NSC (Networked Shared Control) refers to both the event-driven, cooperative multitasking operating system and a distributed automation system designed for real-time control across a low-power, peer-to-peer network.

Originally developed for industrial and building automation, it enables multiple embedded devices to collaborate without a central controller.

Key Characteristics

• Distributed: not centralized
• Visual-first: but programmable
• Event-driven: not cyclic/scanned
• Peer-to-peer: not master-slave
• Extensible via reusable and compounding components
• Low-power and efficient: via RS485 LE + SFPB, all nodes are equal — any node can initiate communication with another at any time.

Example Applications

• Distributed process automation
• Building control systems, home automation
• Remote input/output coordination
• Energy and water management
• Greenhouse/farm automation
• Embedded applications (via advanced SDK)

Easy to program

Visual Programming with Optional C-like Code

While the system supports low-level coding with a C-style syntax, MaticStudio offers a visual programming environment where developers define event-driven behaviors by linking events to actions.

• Visual programming is the default and most intuitive mode
• Manual code editing is reserved for advanced users or optimization

Automatic RPC generation

MaticStudio transparently generates Remote Procedure Calls between devices when cross-device interactions are defined in the visual logic — no messaging code is needed.

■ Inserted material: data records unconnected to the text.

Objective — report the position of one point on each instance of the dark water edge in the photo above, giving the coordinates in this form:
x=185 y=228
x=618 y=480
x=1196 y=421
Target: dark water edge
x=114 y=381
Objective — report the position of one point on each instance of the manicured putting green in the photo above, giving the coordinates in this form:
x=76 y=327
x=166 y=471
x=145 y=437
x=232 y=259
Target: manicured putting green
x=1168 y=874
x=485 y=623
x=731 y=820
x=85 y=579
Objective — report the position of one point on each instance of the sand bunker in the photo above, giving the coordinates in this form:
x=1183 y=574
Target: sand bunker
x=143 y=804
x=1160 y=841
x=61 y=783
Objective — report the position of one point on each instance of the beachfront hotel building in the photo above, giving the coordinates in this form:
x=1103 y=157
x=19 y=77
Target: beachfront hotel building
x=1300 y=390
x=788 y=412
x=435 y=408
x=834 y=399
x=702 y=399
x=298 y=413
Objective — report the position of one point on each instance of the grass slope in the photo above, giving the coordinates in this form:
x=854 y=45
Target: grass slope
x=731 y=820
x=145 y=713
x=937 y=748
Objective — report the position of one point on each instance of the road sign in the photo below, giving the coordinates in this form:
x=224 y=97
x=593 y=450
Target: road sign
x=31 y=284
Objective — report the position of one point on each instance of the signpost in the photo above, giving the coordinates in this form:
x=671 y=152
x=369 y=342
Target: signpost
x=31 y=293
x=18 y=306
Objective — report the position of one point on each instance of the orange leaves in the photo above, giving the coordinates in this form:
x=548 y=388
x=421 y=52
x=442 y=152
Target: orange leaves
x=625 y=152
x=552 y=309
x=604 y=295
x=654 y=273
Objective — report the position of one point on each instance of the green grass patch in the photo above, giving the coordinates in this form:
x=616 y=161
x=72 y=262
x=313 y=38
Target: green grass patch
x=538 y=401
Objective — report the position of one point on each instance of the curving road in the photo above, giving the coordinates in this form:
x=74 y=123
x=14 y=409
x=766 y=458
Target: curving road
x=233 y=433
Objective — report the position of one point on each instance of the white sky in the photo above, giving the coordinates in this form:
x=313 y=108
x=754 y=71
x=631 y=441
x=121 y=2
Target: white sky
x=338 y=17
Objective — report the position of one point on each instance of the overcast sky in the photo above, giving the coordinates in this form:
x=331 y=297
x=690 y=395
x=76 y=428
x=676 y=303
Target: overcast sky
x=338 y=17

• Eliminates the complexity of writing inter-device communication logic
• Enables true distributed behavior without the usual protocol boilerplate

Extensible

The system is modular and extensible through Virtual Components, which are distributed as COB files. These provide advanced logic and optional UI components for SCADA integration.

SFPB: Simple Field Bus Protocol

The physical network uses low-power RS485, running SFPB — a lightweight, peer-to-peer field protocol with no master-slave model.

• Devices are autonomous and cooperative
• Any node can initiate communication
• Scales naturally across up to 126 devices

This highlights a major departure from traditional fieldbus systems (like Modbus RTU or CANopen), which often use polling or master-slave timing.

Advanced SDK

The NSC Framework offers an SDK which fits the devices based on the NSC system, for fast and efficient firmware.

The NSC AppWizard can guide through the creation of the event boilerplate structure and RPC messaging, that can be compiled with AVR-GCC.

The compiled firmware can be uploaded using the standard ISP for AVR.